The Rasch model  is the current standard for the development of unidimensional scales (e.g. of impairment or quality of life) delivering metric quality outcomes in health care . Briefly, data collected from questionnaires which include items for a new (or existing) scale, which are intended to be summated into an overall score are tested against the expectations of this measurement model. The model defines how responses to items should be if measurement (at the metric level) is to be achieved. The response patterns achieved are tested against what is expected (a probabilistic form of Guttman scaling ), and a variety of fit statistics determine if this is the case .
Within the framework of Rasch measurement, the scale should also work in the same way, irrespective of which group is being assessed . For example, in the case of WI, males or females should have the same probability of affirming an item if they have the same underlying level of WI. If for some reason one group did not display the same probability of affirming the item, then this item would be deemed to display differential item function (DIF), and would violate the requirement of unidimensionality . Consequently, every item is checked for DIF by age and gender and, in the current study by time, to ensure stability in the test-retest sample. Finally, a rigorous check for unidimensionality is undertaken by identifying contrast sets of items on the principal first component of the residuals and testing if person estimates derived from these sets differ. The confidence interval for the proportion of individual t-tests showing a difference between estimates should overlap 5% if the scale is strictly unidimensional .
The sample size requirements for Rasch analysis are based upon the degree of precision required for estimates of item difficulty and person ability. For example, in most cases a sample size of 50 will give an item calibration within 1 logit with 99% confidence . This varies according to how well the scale is targeted at the patient sample. Thus a well targeted sample of 108 will give an estimate to within 0.5 logits with 99% confidence. It is important to note that Rasch analysis does not require a 'representative' sample as item difficulty is estimated independently from the ability of persons taking the test. It is more important to have a uniform distribution of persons such that the degree of precision of item estimates is similar across the whole of the construct (i.e. work instability) being measured.

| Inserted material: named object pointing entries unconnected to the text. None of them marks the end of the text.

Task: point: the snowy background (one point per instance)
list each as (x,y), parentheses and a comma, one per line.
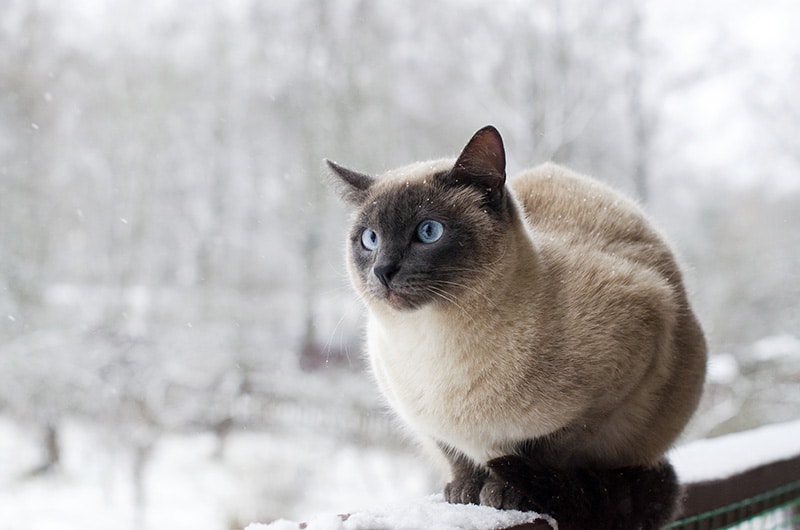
(179,347)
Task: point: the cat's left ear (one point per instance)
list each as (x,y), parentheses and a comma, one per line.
(355,185)
(482,163)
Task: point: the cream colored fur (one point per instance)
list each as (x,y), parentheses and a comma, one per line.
(581,331)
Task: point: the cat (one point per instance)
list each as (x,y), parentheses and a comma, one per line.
(537,332)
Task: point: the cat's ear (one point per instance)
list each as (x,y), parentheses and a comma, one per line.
(354,186)
(482,163)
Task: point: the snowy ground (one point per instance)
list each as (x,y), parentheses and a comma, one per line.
(261,477)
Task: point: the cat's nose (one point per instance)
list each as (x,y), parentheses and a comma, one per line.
(386,272)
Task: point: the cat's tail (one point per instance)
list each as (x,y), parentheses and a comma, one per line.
(635,498)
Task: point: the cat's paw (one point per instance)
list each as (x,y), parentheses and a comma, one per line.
(464,489)
(500,494)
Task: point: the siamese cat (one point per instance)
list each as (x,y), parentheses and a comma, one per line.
(537,331)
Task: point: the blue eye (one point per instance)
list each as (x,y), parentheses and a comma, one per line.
(369,238)
(430,231)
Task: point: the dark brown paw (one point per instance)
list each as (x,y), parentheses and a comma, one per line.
(464,490)
(499,494)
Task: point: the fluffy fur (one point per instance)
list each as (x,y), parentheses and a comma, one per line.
(545,343)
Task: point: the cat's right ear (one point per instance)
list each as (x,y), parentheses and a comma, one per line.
(353,186)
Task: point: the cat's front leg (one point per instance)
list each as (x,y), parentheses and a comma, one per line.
(630,498)
(468,479)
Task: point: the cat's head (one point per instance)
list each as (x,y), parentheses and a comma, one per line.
(429,232)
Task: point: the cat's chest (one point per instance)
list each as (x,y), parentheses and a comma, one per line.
(437,377)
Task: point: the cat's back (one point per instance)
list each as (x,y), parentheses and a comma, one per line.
(572,211)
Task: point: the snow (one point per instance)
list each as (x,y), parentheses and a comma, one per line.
(722,457)
(776,347)
(432,513)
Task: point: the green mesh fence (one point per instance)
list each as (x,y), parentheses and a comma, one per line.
(774,509)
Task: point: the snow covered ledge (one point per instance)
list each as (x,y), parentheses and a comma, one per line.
(431,513)
(701,465)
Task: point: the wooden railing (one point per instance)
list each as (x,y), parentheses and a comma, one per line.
(746,481)
(764,497)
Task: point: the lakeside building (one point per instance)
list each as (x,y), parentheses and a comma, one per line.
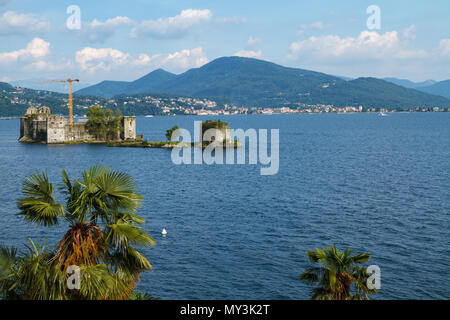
(39,125)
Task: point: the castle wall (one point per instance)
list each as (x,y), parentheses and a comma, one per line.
(56,132)
(40,125)
(77,131)
(129,128)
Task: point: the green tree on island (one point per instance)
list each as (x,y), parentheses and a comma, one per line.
(103,235)
(104,125)
(340,277)
(169,133)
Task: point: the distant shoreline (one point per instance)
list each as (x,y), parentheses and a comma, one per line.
(265,114)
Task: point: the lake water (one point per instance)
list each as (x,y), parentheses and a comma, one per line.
(377,184)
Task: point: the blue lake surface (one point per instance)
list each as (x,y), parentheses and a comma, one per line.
(377,184)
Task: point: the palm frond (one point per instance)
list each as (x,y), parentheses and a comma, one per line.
(38,205)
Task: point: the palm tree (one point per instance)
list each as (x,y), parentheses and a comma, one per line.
(340,277)
(102,240)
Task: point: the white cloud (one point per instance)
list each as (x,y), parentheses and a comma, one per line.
(369,45)
(410,32)
(92,59)
(249,54)
(35,49)
(253,42)
(98,31)
(230,20)
(444,47)
(4,3)
(318,25)
(172,27)
(177,61)
(12,23)
(107,59)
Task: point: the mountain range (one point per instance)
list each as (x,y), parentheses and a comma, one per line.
(38,84)
(252,82)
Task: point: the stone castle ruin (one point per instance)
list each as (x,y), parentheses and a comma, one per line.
(39,125)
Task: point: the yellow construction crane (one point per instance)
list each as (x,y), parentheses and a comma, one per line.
(70,80)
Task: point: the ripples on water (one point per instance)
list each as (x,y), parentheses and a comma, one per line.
(379,184)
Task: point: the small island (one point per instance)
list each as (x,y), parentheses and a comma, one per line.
(113,129)
(219,136)
(40,126)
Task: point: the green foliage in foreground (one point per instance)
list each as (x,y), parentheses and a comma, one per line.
(103,237)
(339,277)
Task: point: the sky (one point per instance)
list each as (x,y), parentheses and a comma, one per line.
(124,40)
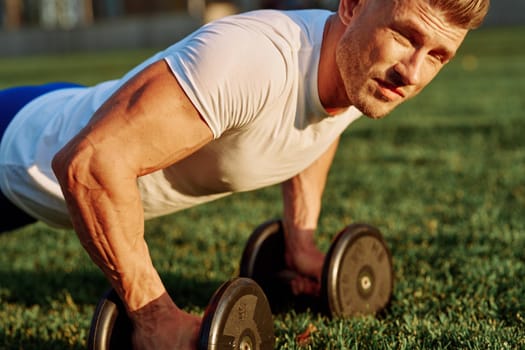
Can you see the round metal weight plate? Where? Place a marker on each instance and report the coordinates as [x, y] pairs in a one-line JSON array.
[[263, 261], [358, 273], [238, 317], [110, 327]]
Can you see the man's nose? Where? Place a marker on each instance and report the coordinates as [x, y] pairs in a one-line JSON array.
[[410, 68]]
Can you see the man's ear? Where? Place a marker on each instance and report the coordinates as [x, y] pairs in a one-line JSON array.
[[347, 9]]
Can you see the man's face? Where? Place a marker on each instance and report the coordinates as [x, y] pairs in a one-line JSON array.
[[391, 50]]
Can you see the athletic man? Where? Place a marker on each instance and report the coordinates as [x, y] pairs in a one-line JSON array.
[[245, 102]]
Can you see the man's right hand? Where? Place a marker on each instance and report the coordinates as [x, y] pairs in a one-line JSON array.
[[162, 325]]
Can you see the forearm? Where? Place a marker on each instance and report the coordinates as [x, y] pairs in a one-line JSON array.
[[302, 194], [302, 197], [107, 215]]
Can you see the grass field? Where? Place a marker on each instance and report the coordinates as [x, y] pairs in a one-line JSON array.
[[443, 177]]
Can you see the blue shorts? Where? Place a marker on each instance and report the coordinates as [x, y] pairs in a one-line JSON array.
[[11, 101]]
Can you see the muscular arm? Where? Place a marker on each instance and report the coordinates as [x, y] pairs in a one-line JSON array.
[[145, 126], [302, 196]]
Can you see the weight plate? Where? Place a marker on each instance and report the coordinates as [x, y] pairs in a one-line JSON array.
[[263, 261], [238, 317], [110, 327], [358, 273]]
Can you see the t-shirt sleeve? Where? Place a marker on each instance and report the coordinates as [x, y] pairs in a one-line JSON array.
[[229, 71]]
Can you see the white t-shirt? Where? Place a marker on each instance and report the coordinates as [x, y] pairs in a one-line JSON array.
[[253, 78]]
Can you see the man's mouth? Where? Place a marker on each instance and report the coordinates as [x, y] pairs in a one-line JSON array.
[[390, 91]]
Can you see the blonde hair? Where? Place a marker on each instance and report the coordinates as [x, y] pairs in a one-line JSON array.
[[468, 14]]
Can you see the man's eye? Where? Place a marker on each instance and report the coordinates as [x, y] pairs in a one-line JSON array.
[[400, 38], [438, 57]]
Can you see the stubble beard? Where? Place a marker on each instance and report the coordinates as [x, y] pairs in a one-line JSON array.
[[361, 88]]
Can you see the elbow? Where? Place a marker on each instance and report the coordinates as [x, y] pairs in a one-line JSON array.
[[69, 164]]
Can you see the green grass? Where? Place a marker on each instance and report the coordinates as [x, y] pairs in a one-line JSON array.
[[442, 177]]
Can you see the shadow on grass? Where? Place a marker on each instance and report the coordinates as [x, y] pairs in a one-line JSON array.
[[28, 288], [53, 310]]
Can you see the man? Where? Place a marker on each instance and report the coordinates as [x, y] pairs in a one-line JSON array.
[[245, 102]]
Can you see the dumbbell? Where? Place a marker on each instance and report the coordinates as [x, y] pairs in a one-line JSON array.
[[357, 276], [238, 316]]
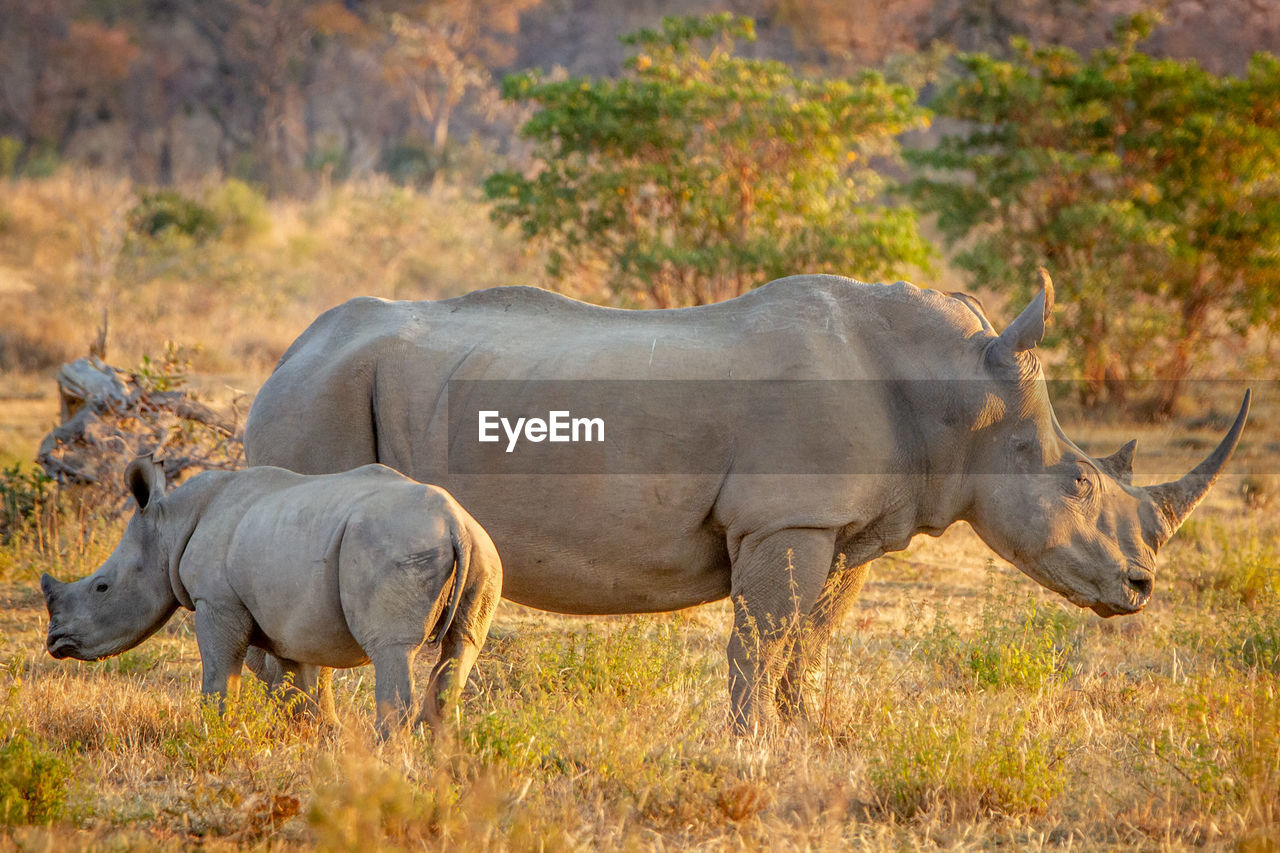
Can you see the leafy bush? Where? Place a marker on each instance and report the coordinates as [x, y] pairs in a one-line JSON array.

Data are fitted to the Rasch model using the RUMM2020 software .
Test-retest postal survey
A sample of in-work patients were asked to complete the new draft of the WIS on two occasions, two weeks apart. These patients were attending for routine rheumatology clinic appointments in Bradford, a city in northern England adjacent to Leeds. This stage of the study was to assess the test-retest reliability of the scale, and to provide further evidence of its internal construct validity.
Ethical committee approval was granted by Leeds Teaching Hospitals NHS Trust Local Research Ethics Committee under a programme of work for 'Reducing Work Disability in common rheumatic conditions' [Ref CA03/035].